Ne kadar büyüme ve kur o kadar ithalat
Dün Hasan Ersel Açık Radyo'daki ekonomi sohbetinde "Dış ticaret açığını ve ithalatı artıran asıl etken büyümedir. Kurun seviyesi önemlidir ama iç talep artışı daha önemlidir" dedi. Ercan Kumcu da Hürriyet'te "Gelinen kontada iç talep artışını yavaşlatıcı önlemler almak kaçınılmazdır" diye yazdı. Biz de, kurlardaki hareketlenmenin yararlı tarafına dikkat çekmiş ve ithalatı yavaşlatacak bir dolar artışının ekonomide taşları biraz daha yerine oturtacağını belirtmiştik.

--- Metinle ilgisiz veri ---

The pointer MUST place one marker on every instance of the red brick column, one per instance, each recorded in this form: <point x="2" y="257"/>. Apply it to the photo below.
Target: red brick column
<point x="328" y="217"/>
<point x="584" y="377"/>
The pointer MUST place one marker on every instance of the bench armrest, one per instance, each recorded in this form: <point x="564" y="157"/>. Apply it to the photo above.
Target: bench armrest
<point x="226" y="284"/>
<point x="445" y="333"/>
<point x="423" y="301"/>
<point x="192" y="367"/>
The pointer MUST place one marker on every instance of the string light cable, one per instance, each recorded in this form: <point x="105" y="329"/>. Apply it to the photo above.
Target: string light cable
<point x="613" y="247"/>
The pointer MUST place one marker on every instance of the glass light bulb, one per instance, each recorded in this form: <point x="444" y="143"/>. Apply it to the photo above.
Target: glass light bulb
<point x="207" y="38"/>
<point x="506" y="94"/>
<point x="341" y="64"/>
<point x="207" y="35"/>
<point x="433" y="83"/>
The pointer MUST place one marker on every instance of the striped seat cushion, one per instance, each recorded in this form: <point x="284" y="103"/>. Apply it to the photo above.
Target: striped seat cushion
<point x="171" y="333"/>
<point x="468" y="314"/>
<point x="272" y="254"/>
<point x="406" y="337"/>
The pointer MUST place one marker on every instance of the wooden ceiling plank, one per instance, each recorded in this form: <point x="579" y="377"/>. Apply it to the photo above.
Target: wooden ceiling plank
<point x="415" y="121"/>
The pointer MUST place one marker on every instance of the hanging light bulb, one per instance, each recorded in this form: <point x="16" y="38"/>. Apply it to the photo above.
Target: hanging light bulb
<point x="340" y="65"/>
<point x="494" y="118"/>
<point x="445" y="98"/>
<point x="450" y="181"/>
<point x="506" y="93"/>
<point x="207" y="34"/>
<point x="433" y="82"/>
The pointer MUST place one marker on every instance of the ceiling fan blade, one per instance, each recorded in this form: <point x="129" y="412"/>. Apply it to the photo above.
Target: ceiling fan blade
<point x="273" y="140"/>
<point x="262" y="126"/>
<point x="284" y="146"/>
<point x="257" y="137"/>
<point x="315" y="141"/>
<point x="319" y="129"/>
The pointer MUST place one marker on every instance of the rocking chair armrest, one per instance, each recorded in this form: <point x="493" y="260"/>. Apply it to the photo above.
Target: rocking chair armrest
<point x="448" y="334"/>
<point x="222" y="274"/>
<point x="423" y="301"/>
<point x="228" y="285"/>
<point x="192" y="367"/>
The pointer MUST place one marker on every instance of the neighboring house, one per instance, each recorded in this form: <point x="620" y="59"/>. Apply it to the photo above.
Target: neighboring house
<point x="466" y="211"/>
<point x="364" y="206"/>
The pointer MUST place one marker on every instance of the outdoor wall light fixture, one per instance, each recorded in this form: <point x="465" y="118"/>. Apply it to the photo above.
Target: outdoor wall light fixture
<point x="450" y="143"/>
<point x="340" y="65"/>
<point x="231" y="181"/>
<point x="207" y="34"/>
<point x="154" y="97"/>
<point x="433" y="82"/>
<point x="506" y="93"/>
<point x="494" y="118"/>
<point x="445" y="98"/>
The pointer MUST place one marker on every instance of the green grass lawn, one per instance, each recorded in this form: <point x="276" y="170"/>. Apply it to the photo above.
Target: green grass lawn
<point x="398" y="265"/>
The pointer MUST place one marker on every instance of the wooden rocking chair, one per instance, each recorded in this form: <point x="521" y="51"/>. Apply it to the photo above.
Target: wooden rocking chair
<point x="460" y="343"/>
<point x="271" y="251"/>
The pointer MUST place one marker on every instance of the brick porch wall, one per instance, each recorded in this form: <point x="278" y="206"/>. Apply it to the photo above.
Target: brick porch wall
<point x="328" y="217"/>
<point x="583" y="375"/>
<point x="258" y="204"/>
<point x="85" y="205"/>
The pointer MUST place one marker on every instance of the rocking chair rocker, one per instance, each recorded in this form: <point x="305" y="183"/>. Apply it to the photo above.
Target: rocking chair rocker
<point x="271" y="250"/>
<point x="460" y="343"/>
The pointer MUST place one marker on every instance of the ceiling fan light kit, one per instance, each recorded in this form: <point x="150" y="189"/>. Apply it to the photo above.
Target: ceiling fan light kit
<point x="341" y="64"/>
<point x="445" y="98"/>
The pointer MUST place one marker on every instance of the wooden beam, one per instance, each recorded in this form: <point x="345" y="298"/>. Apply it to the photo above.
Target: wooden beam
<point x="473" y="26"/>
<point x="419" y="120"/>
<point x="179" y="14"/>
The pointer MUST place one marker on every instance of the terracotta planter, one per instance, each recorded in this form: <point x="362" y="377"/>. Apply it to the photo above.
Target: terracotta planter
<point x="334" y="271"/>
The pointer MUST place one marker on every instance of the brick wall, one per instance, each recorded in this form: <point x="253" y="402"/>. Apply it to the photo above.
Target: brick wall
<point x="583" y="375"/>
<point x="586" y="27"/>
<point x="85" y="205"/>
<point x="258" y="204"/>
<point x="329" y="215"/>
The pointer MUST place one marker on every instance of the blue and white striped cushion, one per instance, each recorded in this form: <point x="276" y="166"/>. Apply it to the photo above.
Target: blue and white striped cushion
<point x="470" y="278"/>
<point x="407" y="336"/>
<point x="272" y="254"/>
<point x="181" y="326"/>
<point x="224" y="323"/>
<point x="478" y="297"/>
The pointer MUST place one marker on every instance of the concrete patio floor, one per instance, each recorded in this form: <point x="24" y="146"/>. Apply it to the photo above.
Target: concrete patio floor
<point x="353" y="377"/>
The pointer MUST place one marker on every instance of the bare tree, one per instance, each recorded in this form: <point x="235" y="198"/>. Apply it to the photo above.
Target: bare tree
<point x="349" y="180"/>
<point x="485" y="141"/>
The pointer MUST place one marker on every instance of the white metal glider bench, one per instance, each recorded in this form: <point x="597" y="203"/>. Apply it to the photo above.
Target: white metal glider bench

Son beş yılın söylediği Bitişikteki tabloda son beş yılın kur, büyüme ve ithalat verileri üçer aylık dönemler itibariyle yer alıyor. 1999'da kur artmış, deprem ve Rusya Krizi'nin etkilerinden dolayı ekonomi yüzde 6.1 küçülmüş. İthalat ise yüzde 11.4 azalmış. 2000 yılı kurun tutulduğu ve yüzde 39'luk enflasyon yanında yüzde 24.3 düzeyinde artabildiği bir yıl. Büyüme yüzde 6.3'e çıkınca ithalattaki artış yüzde 34'e varmış. 2001 kriz yılı. Ekonomi yüzde 9.5 küçülmüş. Dolar yüzde 115.3 artmış. Bunu ithalatın yüzde 24 azalması izlemiş. Birinci çeyrekte devalüasyonla büyüme ve ithalat da eksiye geçmiş. 2002'de yüzde 7.8 büyümeyi ve doların yüzde 13.3 artışını, ithalattaki yüzde 24.5'luk artış izlemiş. İthalat, büyüme ve dolar kuru tam olarak 2. çeyrekte artıya geçmiş. 2003'de dolar kurunun yüzde 15 düşmesi ve büyümenin yüzde 5.9'a varması ithalatı yüzde 33.3 artırdı. 2004'ün ilk çeyreğinde ithalatın yüzde 40 artması bekleniyor. Bütün bunlardan çıkan sonuç, "Ne kadar büyüme ve düşük kur, o kadar ithalat artışı"nın olduğudur. Ya kur, ya tüketim Dolayısıyla sorun eğer dış ticaret açığı ve cari açık ise bunun çarelerinden biri kur seviyesinin yükselmesi, diğeri de büyümenin kontrol altına alınmasıdır. Gelinen aşamada talihsizlik ise enflasyonun mayıs ayından sonra, baz etkisinden dolayı, biraz yükselebileceği ihtimalinin bulunmasıdır. Tam bu sırada kurların enflasyonu artırıcı etkisi devreye girerse, enflasyon düşüşünü zorlaştırabilir. Yani kur artarsa enflasyonu artıracak, artmazsa ithalat büyümesini sürdürecek. Bunun dışında ithalatı dizginleyecek tek araç kalıyor: Ekonominin veya iç tüketimin yavaşlatılması. Bu durumda şu soru ortaya çıkıyor: İç tüketim ne zaman artmıştı ki?